End user called up and said that certain print job (custom job) has been running long and they were not able to see the output coming from the printer
We are on 11.5.9 with database version 9.2.0.6
Issue analysis/findings and resolution
- What has been done to the PROD system
- There were some code migrations. Although these code migrations did touch some of the objects related to the offending program but it was very unlikely to cause this strange behaviour.
- Application tier/concurrent tier server was bounced due to some h/w change. Although this supposedly h/w change was later on reverted due to some other reason
- application patch was applied. This patch was exclusively related to Oracle workflow.
- Initial analysis showed that there were many duplicate requests submitted by the user. Hence those long running duplicate requests were cancelled.
- Despite cancelling some of the requests, many more requests kept coming up and thereby pegging the concurrent queue
- When tried to find what these long running requests are doing at the backend, I couldn’t find the Oracle process ID. ORACLE_PROCESS_ID column in FND_CONCURRENT_REQUESTS was NULL for all those concurrent requests. This was strange behaviour since this particular request has been completing successfully till sometime (may be around 10-12 hrs before) ago. And this is the reason, possibility of ‘SRW Exit and Init’ trigger code not being there was ruled out.
- Many other concurrent jobs (Oracle standard as well custom) in this particular manager were completing successfully.
- No errors were seen in the concurrent manager log – specific to the custom job which was giving issue and in question.
- No errors were seen in the startup script. All the components had come gracefully when the application was bounced.
- Later on I decided to bounce the concurrent manager. Even after bouncing the concurrent manager, behaviour remained the same i.e. when the concurrent managers came back, huge number of requests started showing running. Strange thing was none of “those” requests were having Oracle process ID associated.
- Ran cmclean.sql script – since the behaviour was related to concurrent processing. Logged a Sev1 SR with oracle and Oracle also confirmed to run cmclean.sql and then start the concurrent manager
- Despite running cmclean.sql, problem is not resolved.
- Then it was decided to bounce the whole application along with the database. But even database bounce didn’t help and still all “those” requests kept coming up – but without any associated ‘Oracle process ID’. This really made the thing worst – as I was not able to identify if there is anything happening on the database
- Database was perfectly fine –
- No unusual database waits
- No other long running jobs
- No database locks
- CPU utilization was normal
- No persistent latches
- Later on I tried submitting a request for the same concurrent job to see if there is some issue with the schedule. But even my job remained in the queue – due to many other requests already in queue.

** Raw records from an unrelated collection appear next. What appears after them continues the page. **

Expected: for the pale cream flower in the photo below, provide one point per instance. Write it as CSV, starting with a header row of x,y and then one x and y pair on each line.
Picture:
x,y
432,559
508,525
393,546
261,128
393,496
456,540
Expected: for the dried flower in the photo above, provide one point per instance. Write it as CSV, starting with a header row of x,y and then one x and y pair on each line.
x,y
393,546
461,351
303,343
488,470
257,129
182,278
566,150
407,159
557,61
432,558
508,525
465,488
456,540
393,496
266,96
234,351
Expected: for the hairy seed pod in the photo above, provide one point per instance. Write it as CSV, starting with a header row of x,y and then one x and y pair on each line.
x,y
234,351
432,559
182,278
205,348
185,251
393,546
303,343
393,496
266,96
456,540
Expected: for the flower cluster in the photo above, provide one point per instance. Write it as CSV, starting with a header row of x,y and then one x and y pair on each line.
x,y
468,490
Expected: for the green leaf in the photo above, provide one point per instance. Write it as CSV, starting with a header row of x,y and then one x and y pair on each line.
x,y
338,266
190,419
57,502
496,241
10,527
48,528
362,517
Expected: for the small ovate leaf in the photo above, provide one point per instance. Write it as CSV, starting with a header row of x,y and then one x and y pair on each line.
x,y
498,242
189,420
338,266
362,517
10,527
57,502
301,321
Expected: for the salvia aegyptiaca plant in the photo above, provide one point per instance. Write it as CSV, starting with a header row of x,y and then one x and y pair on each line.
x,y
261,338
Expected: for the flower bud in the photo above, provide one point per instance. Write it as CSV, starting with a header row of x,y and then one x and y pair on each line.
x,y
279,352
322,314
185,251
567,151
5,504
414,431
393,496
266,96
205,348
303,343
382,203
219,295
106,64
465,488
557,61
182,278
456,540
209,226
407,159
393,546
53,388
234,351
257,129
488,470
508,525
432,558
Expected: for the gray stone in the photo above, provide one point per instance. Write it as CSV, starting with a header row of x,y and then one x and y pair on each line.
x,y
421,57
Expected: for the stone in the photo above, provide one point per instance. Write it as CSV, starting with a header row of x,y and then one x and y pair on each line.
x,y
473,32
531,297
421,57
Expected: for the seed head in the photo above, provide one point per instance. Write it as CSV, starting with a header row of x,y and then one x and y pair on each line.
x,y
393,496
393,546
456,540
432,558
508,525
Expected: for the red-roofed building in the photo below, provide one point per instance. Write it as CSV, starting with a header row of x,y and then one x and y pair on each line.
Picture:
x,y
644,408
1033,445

- Oracle was also not much forthcoming – despite we being on Sev1 SR.
- I tried one last chance – before jumping into some unknown troubleshooting steps.
- shut down all the services on app and web tier using adstpall
- Tried checking if there is any old defunct process on app and web tier. I saw many (around 300-400) dead/defunct processes owned by applmgr. These sessions were print queue processes and many of them were ora_rw20_run. Ensured that no ‘applmgr’ process is left
- Killed all the defunct processes owned by applmgr
- bounced the database and listener
- Restarted the app and web services
- ‘Concurrent job’ in question started showing as completing successfully. Number of pending jobs also started receding.

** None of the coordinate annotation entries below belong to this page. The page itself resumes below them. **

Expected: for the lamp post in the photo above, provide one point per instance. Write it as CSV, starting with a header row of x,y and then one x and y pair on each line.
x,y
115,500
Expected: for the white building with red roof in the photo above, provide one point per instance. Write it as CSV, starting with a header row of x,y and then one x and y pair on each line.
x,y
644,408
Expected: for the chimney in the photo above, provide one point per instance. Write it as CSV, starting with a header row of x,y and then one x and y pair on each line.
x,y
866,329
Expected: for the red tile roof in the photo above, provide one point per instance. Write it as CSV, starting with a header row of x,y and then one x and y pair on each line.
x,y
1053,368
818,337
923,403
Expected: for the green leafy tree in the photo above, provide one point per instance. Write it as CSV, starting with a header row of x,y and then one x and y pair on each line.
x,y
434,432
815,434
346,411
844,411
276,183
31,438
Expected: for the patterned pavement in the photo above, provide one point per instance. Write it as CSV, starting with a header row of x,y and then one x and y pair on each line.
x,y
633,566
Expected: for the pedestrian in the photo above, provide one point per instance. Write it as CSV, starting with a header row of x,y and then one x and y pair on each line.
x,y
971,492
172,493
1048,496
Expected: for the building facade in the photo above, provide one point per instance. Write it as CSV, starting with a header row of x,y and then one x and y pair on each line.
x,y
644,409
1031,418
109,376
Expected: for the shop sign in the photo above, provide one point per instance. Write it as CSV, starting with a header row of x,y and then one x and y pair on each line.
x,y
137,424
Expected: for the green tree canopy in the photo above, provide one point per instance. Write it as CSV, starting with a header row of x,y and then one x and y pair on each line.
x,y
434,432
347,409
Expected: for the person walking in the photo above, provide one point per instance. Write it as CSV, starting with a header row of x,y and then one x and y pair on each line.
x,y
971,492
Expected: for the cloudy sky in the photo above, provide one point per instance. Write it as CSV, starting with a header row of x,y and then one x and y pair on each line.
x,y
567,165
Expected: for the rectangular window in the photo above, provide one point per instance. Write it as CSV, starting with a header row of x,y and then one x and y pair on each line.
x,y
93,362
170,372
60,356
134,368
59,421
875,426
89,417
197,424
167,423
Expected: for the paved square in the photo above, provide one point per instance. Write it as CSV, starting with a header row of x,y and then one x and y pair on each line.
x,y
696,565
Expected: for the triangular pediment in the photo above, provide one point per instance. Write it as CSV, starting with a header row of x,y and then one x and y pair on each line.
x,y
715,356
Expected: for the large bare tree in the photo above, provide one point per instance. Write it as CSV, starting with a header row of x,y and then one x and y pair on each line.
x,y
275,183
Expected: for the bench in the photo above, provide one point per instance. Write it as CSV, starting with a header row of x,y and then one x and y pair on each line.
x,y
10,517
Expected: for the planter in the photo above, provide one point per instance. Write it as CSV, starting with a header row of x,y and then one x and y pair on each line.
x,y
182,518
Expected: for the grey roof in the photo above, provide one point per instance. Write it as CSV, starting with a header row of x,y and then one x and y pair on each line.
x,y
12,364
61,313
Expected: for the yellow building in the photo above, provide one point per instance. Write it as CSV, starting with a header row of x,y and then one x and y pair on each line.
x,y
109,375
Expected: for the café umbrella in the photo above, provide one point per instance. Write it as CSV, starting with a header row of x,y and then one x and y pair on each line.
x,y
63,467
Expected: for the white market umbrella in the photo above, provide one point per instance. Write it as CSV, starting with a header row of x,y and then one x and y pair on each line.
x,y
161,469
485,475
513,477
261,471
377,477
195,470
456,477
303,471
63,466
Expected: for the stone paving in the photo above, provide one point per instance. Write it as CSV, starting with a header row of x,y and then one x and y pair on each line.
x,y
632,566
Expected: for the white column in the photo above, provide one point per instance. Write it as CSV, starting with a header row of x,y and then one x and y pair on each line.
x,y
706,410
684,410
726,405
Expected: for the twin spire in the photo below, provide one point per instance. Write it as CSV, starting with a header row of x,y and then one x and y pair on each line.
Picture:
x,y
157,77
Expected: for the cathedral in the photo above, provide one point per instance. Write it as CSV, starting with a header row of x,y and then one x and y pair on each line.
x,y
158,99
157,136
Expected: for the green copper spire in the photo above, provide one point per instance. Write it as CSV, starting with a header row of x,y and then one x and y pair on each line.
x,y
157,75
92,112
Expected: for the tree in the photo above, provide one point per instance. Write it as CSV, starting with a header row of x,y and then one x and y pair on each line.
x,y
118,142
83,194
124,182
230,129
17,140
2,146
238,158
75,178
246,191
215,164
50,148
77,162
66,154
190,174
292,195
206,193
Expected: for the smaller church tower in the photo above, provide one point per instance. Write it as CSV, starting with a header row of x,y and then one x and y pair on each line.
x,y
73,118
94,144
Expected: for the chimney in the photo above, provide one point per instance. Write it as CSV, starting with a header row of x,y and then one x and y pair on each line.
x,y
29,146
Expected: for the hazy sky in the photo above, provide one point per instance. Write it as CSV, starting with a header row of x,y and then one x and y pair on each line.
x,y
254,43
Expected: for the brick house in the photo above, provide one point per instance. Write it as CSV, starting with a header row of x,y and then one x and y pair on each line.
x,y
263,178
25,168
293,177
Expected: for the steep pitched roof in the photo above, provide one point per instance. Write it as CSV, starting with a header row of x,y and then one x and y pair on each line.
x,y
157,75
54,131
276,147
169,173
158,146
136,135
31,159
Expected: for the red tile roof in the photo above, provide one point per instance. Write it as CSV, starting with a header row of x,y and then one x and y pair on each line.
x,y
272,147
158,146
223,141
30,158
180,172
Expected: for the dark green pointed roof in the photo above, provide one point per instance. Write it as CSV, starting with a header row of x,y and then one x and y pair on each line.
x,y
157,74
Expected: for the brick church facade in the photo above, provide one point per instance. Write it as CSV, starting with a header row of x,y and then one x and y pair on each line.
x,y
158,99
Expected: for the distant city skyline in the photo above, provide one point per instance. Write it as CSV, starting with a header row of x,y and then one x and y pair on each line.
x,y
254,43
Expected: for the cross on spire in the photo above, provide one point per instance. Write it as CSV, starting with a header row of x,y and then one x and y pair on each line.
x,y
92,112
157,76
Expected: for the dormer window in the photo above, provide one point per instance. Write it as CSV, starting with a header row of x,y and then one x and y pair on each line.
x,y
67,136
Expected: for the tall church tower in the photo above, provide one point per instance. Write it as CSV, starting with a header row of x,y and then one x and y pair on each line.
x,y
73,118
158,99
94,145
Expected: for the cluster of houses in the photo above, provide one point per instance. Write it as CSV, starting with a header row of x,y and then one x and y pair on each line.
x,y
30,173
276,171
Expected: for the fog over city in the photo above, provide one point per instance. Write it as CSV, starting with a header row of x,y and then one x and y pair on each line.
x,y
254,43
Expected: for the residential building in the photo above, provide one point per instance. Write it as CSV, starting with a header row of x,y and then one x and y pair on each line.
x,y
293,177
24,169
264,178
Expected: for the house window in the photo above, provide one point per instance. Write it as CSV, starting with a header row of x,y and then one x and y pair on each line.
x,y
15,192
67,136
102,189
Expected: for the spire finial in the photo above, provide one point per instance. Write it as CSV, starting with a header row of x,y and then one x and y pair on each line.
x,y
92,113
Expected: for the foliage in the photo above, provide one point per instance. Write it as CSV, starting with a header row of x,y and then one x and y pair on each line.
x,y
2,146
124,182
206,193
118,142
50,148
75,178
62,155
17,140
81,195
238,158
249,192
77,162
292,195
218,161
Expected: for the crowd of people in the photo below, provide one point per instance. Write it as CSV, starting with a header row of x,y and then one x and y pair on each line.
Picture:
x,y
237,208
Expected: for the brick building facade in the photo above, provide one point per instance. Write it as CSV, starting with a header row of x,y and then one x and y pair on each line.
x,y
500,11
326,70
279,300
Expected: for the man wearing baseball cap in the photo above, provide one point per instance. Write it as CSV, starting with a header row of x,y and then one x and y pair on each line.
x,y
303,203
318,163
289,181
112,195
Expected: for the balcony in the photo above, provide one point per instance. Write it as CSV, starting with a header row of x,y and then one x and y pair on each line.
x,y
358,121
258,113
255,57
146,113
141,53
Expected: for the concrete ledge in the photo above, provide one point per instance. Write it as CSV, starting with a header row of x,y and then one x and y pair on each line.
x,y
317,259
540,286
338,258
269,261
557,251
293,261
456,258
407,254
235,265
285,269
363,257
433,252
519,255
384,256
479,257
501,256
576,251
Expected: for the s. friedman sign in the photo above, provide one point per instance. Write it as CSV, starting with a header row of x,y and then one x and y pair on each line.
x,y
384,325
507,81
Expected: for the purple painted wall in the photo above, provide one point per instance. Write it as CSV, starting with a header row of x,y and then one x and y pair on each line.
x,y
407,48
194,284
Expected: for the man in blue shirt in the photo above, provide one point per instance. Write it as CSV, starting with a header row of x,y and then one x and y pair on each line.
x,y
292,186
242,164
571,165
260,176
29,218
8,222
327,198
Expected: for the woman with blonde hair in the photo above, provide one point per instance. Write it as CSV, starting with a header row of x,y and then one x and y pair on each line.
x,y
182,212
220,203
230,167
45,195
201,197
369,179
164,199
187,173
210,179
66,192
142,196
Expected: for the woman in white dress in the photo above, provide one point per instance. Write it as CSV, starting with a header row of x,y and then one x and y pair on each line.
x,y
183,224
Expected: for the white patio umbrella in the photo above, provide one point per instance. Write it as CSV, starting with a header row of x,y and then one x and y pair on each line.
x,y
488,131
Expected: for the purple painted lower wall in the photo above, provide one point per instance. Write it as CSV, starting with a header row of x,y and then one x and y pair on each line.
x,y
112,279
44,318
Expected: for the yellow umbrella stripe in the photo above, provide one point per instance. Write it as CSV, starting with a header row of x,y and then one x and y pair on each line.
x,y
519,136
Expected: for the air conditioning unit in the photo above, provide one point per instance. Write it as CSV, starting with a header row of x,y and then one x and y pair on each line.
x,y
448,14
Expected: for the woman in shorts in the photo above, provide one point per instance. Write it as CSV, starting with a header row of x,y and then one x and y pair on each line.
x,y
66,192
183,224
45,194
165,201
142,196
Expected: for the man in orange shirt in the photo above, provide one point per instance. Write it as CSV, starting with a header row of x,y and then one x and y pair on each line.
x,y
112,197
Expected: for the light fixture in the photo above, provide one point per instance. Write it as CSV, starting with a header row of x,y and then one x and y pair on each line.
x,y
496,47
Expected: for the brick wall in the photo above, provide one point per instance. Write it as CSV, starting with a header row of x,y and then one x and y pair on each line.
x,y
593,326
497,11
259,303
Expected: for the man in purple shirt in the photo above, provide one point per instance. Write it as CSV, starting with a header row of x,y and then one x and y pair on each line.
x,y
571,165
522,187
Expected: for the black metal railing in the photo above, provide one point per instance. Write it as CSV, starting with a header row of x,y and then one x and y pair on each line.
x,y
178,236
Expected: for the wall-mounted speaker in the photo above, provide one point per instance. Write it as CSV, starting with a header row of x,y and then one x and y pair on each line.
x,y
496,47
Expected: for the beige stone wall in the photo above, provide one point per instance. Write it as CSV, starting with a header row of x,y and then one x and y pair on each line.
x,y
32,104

- This resolved the issue and PROD started working as expected but the exact root cause was not known
What could have caused it – Dead/defunct processes on the application tier as a result of unclean bounce of server.

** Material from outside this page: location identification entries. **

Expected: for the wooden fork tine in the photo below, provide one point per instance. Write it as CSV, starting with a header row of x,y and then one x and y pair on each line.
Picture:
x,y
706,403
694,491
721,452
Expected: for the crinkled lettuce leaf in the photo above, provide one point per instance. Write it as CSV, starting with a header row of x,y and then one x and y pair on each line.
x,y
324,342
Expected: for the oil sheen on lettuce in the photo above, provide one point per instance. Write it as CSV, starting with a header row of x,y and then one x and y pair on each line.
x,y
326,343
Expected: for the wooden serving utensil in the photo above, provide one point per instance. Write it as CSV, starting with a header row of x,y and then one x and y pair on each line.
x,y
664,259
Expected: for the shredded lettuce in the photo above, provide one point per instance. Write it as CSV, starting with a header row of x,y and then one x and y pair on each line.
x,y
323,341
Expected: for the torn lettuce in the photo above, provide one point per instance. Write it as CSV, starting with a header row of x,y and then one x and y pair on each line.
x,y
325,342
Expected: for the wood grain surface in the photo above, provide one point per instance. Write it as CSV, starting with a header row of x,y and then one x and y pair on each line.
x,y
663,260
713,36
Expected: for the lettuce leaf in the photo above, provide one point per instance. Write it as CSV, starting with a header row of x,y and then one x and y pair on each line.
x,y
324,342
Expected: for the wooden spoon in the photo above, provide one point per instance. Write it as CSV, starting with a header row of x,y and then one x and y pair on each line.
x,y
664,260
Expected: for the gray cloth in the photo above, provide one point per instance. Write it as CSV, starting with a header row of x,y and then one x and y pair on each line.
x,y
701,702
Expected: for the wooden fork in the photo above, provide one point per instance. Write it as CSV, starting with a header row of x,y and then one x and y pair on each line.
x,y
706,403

- We had server bounce due to some h/w maintenance and I remember AIX guy had some issue while unmounting the application filesystem and it took significantly more time to bring down the AIX box as compared to other instances.
- Many print queue processes were showing of the same timestamp – as of server bounce.
- Even relinking FND as suggested by Oracle through SR didn’t help to address the issue.
This issue haunted for several days before I happened to find the root cause and solution. Since it was never clear what has been causing this issue, so only evident solution that had worked everytime is bounce applicaiton services along with database.
Last time, when the issue came, I just happned to see the TOP command output and found VNC process taking around 6-7% CPU – which didnot look normal. I killed the VNC process and as soon as VNC process was killed, all the requests showing as running (phase code and status code = R) went away. Concurrent Manager queue which was pegged started coming to normal.
All these concurrent jobs which was running long without any databas handle process were POSTSCRIPT report and hence need some sort of DISPLAY (VNC in our case).
Currently working to figure out if upgrading VNC would resolve the frequent problem. I will update the post once I find the permamnent solution (not bouncing VNC process).
-Anand M
Hi All,
Thank you so much for your article.
I was facing the same issues and the same steps you described.
Just wonder have you found out the root causes? If so, would you please share with me?
Thanks
Amy
Thanks Amy that it helped your but unfortunately, I could not find the cause.